1,203,948. Transformers and inductors; magnetic storage devices. TELEFUNKEN PATENTVERWERTUNGS G.m.b.H. 13 Sept., 1967 [30 Sept., 1966], No. 41724/67. Heading H1T. An inductive circuit component, e.g. a transformer, inductor, magnetic switching element or storage element, comprises one or more windings encased by one or more layers of a metallic magnetic material forming a magnetic circuit linking the windings, there being a gap in the layer or layers so as to render it or them electrically discontinuous in the winding direction. As shown, the primary and secondary windings 1, 2 of a transformer are covered with an insulating layer 3, and enclosed in metallic magnetic layers 4, 5, 6 separated by insulation 4a, 5a, an air gap U1 being provided to reduce eddy currents.
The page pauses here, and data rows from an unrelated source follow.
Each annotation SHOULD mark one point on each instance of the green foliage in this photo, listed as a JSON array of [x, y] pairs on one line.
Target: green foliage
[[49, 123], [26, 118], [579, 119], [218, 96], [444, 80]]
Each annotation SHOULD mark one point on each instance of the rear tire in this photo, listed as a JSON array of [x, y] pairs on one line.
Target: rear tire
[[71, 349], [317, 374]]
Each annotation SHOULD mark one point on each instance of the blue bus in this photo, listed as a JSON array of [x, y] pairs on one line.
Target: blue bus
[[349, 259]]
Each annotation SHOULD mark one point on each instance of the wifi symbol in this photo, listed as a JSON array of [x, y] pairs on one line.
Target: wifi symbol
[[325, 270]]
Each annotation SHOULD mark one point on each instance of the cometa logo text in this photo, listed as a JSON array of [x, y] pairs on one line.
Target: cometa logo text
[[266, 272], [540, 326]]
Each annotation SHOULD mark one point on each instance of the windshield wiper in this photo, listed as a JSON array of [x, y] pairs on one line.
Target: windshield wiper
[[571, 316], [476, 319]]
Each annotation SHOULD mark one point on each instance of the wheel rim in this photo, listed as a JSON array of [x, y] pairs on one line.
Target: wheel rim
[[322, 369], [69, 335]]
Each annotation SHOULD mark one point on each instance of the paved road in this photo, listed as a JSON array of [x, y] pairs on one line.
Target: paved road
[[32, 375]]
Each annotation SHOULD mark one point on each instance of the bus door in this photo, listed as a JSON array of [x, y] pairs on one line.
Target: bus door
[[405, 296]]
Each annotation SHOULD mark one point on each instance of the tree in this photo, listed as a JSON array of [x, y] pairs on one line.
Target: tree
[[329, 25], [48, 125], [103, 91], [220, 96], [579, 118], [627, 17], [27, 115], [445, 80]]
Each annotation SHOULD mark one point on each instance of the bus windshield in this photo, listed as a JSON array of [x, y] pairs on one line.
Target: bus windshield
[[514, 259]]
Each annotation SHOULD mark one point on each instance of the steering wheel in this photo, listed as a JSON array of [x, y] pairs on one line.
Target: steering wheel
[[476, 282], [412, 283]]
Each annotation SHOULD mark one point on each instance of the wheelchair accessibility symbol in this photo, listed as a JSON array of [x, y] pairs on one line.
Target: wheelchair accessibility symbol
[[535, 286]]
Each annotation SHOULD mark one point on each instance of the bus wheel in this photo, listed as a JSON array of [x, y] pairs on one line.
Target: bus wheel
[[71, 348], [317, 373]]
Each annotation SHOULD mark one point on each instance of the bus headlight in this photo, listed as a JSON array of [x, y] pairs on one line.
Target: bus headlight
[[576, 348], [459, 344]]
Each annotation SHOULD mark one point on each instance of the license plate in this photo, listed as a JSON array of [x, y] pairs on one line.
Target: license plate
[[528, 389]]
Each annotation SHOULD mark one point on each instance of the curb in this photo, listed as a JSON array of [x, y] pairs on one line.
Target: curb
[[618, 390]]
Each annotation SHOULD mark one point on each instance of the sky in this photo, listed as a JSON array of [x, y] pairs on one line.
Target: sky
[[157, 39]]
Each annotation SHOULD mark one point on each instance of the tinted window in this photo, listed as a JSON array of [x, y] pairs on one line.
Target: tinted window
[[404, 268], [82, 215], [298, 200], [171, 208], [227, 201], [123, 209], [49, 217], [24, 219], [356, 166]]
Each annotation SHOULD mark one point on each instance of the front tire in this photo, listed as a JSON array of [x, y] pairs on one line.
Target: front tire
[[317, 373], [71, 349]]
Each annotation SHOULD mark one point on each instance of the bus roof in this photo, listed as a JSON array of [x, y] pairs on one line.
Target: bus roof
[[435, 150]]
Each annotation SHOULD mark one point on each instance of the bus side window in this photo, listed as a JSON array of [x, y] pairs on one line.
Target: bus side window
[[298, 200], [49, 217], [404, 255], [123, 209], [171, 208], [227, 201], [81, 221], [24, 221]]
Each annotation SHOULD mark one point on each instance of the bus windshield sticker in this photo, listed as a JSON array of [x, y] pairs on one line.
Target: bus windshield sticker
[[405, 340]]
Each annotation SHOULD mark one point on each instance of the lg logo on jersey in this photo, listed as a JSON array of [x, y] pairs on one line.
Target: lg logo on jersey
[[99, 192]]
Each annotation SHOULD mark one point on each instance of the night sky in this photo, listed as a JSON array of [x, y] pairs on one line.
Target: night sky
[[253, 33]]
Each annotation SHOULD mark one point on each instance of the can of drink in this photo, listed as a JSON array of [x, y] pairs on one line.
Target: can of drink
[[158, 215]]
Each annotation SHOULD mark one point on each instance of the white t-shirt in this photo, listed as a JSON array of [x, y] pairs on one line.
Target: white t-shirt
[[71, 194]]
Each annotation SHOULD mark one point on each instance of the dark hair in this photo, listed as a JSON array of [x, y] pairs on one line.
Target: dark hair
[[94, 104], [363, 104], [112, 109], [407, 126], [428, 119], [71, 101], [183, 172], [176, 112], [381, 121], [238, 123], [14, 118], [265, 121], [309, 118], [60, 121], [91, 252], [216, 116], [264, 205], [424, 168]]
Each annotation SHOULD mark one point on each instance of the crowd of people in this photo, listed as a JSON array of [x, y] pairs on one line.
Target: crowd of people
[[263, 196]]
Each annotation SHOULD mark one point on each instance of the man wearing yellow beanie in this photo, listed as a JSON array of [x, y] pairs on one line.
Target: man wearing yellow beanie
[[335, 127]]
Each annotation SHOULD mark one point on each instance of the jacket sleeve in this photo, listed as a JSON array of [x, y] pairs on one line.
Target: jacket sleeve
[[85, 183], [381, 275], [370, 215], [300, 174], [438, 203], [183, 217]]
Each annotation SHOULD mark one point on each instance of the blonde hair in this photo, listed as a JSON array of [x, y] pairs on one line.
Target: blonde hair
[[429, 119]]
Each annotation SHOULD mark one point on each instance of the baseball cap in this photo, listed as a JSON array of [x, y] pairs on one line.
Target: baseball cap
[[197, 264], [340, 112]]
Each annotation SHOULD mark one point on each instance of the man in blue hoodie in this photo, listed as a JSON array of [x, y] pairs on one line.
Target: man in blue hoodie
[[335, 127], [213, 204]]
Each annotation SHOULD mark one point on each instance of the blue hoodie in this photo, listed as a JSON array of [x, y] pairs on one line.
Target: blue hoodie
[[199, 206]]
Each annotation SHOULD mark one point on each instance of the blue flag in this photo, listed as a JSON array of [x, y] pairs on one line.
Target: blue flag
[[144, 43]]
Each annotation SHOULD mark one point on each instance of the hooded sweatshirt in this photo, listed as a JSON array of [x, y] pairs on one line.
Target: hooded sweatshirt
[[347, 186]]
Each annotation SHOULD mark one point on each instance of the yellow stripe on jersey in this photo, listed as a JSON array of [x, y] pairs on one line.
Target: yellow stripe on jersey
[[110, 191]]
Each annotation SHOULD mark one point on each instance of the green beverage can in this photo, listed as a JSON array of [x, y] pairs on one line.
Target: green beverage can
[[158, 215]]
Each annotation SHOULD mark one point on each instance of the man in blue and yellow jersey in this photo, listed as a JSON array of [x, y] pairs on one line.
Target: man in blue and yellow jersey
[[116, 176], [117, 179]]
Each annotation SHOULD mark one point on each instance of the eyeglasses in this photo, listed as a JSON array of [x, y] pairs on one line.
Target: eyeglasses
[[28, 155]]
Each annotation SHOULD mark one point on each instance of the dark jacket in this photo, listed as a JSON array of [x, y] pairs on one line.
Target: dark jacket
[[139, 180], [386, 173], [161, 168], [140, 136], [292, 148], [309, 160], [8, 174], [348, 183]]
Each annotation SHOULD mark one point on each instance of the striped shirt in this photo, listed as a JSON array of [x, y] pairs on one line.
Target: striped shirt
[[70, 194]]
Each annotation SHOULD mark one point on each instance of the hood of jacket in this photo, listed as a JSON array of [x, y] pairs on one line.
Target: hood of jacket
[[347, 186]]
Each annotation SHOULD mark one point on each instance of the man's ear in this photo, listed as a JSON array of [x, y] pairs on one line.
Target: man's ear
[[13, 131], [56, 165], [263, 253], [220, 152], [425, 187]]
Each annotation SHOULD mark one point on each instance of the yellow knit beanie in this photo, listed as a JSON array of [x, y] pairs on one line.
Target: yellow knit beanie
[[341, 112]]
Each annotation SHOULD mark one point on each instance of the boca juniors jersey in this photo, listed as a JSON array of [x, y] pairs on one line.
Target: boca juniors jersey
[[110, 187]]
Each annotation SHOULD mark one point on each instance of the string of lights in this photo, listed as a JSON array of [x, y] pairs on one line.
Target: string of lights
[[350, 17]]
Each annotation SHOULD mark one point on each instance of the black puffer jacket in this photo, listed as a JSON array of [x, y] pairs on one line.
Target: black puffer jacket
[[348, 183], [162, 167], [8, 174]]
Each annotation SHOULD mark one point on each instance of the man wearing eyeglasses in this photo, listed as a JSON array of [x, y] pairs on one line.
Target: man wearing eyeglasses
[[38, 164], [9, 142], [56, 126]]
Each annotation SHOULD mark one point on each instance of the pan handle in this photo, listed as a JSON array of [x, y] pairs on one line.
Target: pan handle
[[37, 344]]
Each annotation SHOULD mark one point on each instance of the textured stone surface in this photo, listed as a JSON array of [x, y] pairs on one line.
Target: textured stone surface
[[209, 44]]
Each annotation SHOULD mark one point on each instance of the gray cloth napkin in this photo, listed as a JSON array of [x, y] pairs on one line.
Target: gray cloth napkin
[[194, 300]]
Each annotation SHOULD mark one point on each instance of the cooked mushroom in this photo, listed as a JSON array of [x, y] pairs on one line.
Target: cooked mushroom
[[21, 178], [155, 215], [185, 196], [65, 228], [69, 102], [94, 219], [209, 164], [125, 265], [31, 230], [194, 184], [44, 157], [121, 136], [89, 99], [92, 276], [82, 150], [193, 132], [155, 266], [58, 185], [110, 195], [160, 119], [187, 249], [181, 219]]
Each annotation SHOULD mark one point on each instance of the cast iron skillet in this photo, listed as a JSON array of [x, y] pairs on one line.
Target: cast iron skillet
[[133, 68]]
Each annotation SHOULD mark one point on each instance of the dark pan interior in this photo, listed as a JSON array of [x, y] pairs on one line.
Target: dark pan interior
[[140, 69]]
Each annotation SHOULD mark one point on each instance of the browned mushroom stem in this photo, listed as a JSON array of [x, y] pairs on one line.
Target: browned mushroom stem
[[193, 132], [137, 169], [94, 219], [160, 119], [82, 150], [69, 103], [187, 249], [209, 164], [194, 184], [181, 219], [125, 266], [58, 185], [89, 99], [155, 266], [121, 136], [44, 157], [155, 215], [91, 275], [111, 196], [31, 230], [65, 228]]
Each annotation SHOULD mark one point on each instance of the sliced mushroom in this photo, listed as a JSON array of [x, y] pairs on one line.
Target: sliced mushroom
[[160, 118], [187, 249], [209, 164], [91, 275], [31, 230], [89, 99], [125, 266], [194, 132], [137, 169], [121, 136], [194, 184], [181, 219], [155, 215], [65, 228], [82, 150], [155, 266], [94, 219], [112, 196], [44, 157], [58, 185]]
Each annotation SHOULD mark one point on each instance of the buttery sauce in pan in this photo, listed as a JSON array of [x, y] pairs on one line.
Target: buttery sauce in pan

An inductor (Fig. 2, not shown) comprises spiral windings (8, 9) photo-etched out of a copper layer applied to an insulating plastics foil (7), the windings being on opposite surfaces of the foil and with the same winding sense about a window (10) in the foil. Applied over the windings is an insulating layer, followed by a magnetic layer provided with an air gap (U2). The windings may be connected in series. Several such flat inductors may be stacked together with a magnetic layer embracing them all round the outside. Another application of the invention is described (Figs. 4-6, not shown). The substrate can be ceramic with screen-printed and fired-on conductors. The magnetic layers may be applied galvanically, electrochemically, electrolytically or electrolessly, several methods being described. The insulating layers may be applied by lacquering, e.g. electrophoretic lacquering, or these layers may be derived from copper, deposited electrolessly and subsequently converted to its oxide by wet chemical processes, or an insulating glaze can be used. The thickness of the magnetic layers applied is matched to the frequency range and particular application of the component, examples being described. The material of the magnetic layers may be iron-nickel alloy or highly permeable alloys of the permalloy type, and the method and conditions of deposition will depend on the desired characteristics of the layers. The inductance can be measured continuously during manufacture, and deposition of magnetic material halted when a desired value is reached. A control magnetic field may be produced during manufacture by passage of current through the component.